Dopo Pomigliano, la FIAT e i sindacati collaborazionisti hanno raggiunto un’intesa su Mirafiori con la quale si intensifica lo sfruttamento, si cancellano il CCNL, i diritti e le libertà politiche e sindacali, in primo luogo il diritto di sciopero. L’accordo-capestro di Mirafiori, dimostra che per trovare una via di uscita dalla crisi in cui si contorce il mondo capitalistico, per accaparrarsi il massimo profitto, i padroni ricorrono alla spoliazione e all’oppressione più gravose degli operai.
Il grande capitale, utilizzando il ricatto occupazionale e servendosi delle leggi antioperaie approvate dal governo Berlusconi, cerca di dividere maggiormente la classe operaia, di ridurre il suo misero salario, di peggiorarne ancor più le condizioni di lavoro (ritmi e turni massacranti, abolizione pause, aumento dell’orario, etc.), di privarla dei suoi diritti democratici, di distruggere tutte le organizzazioni che si oppongono all’attacco padronale.
L’unico rilancio che gli operai FIAT vedranno è quello dello sfruttamento e del dispotismo padronale. Sottomissione completa, ma senza nessuna garanzia occupazionale per il futuro. Il monopolio della famiglia Agnelli è il battistrada dell’offensiva capitalista e della reazione politica in Italia. I diktat di questi parassiti che vivono sulla spalle degli operai vanno a vantaggio di tutti i padroni e colpiscono tutti i proletari, perchè annullano decenni di conquiste e impongono un modello neocorporativo di relazioni industriali da estendere alle altre realtà lavorative.
E’ un «passaggio d’epoca», grida esultante la grande borghesia capitalistica. E’ un «accordo storico», le fanno eco i suoi tirapiedi politici e sindacali, i vari Sacconi, Bonanni e Angeletti. Ma hanno fatto male i loro conti.

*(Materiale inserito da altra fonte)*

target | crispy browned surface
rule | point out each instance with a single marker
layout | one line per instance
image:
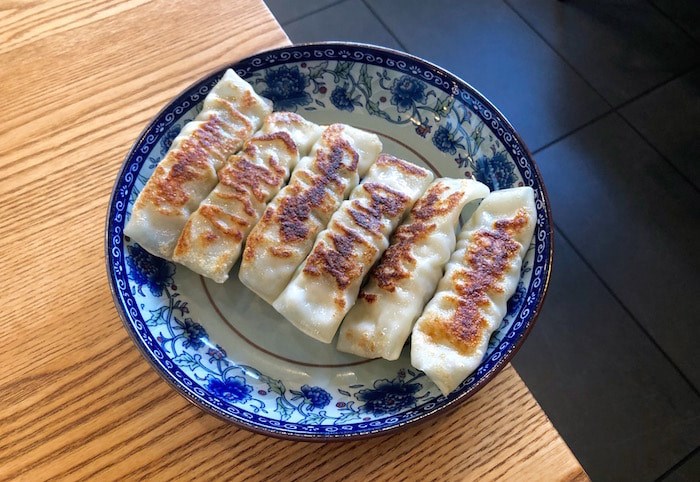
(350, 253)
(340, 257)
(397, 263)
(88, 406)
(244, 181)
(292, 214)
(383, 202)
(191, 161)
(488, 256)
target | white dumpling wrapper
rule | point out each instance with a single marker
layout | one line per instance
(326, 285)
(231, 113)
(213, 236)
(405, 277)
(285, 234)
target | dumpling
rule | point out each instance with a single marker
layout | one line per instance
(283, 237)
(231, 113)
(326, 285)
(450, 338)
(211, 240)
(406, 275)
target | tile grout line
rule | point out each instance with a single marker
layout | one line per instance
(678, 464)
(627, 310)
(386, 27)
(673, 21)
(573, 131)
(612, 110)
(659, 153)
(611, 106)
(325, 7)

Possiamo anche noi proletari cominciare a realizzare un nostro «passaggio d’epoca». La politica degli accordi a perdere, dei cedimenti seguita dai vertici sindacali e dalle direzioni dei partiti riformisti e socialdemocratici ha finora legato le mani alla classe operaia, ha diviso le sue file, ha indebolito le forze di fronte il nemico di classe passato all’attacco.

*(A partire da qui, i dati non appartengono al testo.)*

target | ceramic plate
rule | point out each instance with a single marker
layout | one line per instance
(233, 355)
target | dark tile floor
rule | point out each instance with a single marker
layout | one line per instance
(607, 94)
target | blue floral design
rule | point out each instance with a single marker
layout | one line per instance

La classe operaia e gli altri lavoratori sfruttati possono respingere l’offensiva capitalista realizzando il fronte unico di lotta contro il capitalismo. Per far saltare il piano Marchionne e gli accordi separati occorre un salto di qualità, occorre prendere la strada della lotta più decisa ed unitaria, sulla quale soltanto può vincere la classe operaia. Le disquisizioni sulla legittimità o meno dell’intesa servono a poco. Gli operai di Mirafiori sono chiamati a bocciare l’accordo, votando compatti NO al referendum. Più si esprimerà la loro netta opposizione al diktat di Marchionne, più gli operai rafforzeranno le proprie posizioni. Ma non possono essere lasciati soli in questa battaglia che riguarda tutti gli sfruttati. E’ l’intera classe operaia che deve mobilitarsi. Ed attorno agli operai deve stringersi la più vasta solidarietà degli altri lavoratori, degli studenti, di tutti gli strati popolari colpiti dalla crisi capitalistica.

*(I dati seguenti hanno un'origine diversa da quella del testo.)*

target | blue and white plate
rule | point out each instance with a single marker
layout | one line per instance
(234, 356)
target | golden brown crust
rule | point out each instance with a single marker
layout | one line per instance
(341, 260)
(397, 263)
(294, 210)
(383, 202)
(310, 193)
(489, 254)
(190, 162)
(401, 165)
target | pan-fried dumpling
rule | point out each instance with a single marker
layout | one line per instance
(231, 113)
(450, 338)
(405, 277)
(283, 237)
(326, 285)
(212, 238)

Generalizziamo dunque lo sciopero di 8 h. indetto dalla FIOM per il 28 gennaio per rifiutarci di pagare la crisi, respingere gli accordi separati e battere il governo Berlusconi e i suoi complici: tutti i sindacati e gli organismi sociali che resistono all’attacco padronale ed alla reazione politica devono convergere su questa giornata di lotta. Uniamoci e lottiamo contro lo sfruttamento capitalistico, contro i licenziamenti, per la difesa dei posti di lavoro, l’aumento dei salari, la difesa e l’estensione dei diritti democratici e sindacali dei lavoratori, per il fronte unico di tutti i proletari in lotta. Sono i lavoratori a decidere chi li rappresenta, non i padroni.
La classe operaia non deve limitarsi nelle sue rivendicazioni. Il tempo delle illusioni è finito, i mali del capitalismo non sono curabili. L’unica vera e duratura via di uscita dalla crisi del sistema
capitalista passa per il suo rovesciamento, e l’edificazione del socialismo. E’ ora che gli elementi migliori del proletariato rompano completamente e definitivamente con il riformismo e l’opportunismo e si uniscano con i marxisti-leninisti per ricostruire il partito comunista.